Additionally, there are records of long-term sensual relationships between women in Lesotho called motsoalle that were celebrated alongside heterosexual pairings — up until the missionaries came in. Colonialism brought not just slavery, disease, and environmental exploitation, but also homophobia as well.
The ancient Egyptians were anything but uptight about same-gender and queer relationships. In a society that was known for their sacred concubines, condoning inter-familial relationships, and believing in afterlife intercourse, homosexuality was seen as nothing out of the ordinary. The Egyptians didn't view sexuality in binary terms and male-male relationships were accepted under a number of circumstances.
The term "two-spirit" was introduced by indigenous Americans in 1990 as an umbrella term used to describe a long-existing caste of individuals who do not fit within traditional gender binaries. Many native tribes have recognized gender as fluid and have held specialized and even sacred roles in their cultures for two-spirit people, such as potters, matchmakers, storytellers, or oral historians.
While sex work was something that some two-spirits engaged in, it was not stigmatized by the native populations the same way that it was by the European explorers, and they were often afforded sexual rights and privileges that other tribe members were not.

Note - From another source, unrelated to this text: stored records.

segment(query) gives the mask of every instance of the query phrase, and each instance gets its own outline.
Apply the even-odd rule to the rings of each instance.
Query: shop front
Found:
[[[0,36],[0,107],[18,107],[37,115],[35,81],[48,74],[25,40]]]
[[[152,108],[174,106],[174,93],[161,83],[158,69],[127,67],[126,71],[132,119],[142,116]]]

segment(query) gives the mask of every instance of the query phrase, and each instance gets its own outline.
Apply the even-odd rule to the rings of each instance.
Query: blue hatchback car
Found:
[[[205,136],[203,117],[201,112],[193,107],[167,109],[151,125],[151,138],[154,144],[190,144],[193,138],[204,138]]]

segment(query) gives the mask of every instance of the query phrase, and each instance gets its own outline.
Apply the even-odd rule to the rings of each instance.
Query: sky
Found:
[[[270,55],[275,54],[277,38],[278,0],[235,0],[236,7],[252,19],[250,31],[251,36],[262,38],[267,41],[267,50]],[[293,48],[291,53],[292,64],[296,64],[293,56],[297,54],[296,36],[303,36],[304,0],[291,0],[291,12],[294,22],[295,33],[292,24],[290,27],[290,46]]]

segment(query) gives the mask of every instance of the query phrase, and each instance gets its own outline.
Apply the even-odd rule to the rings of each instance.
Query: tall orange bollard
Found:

New York's Fire Island has been a quiet place for queer people to get loud since New York artists, actors, designers, and bohemians of all types started taking the ferry there in the early '40s. By the 1950s, elite Manhattanites had taken over the small enclave of houses and vacationers included luminaries like Greta Garbo, W. H. Auden, and Xavier Cugat — and an increasing quantity of LGBTQ+ New Yorkers that wanted somewhere they could go to be themselves. When former male model John B. Whyte bought a hotel in The Pines in 1959 and began openly courting gay clientele, Fire Island's reputation as a queer paradise became the stuff of legend.

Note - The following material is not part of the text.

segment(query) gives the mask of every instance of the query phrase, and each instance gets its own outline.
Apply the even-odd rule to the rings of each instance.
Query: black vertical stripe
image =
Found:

In 1965, Playboy magazine sent Shel Silverstein to do an expose on the culture and his piece painted — or rather line-drew — a clear picture of the lifestyle on the island at that time. Even when the specter of AIDS muted the party for a time, people didn't stop going to the island. Instead it became a place of refuge for the community, and eventually, the party spirit returned. Calvin Klein, David Geffen, Michael Musto, and Wanda Sykes have all at times called Fire Island home, and today The Pines and Cherry Grove remain one of the most celebratory places in America for the LGBTQ+ population.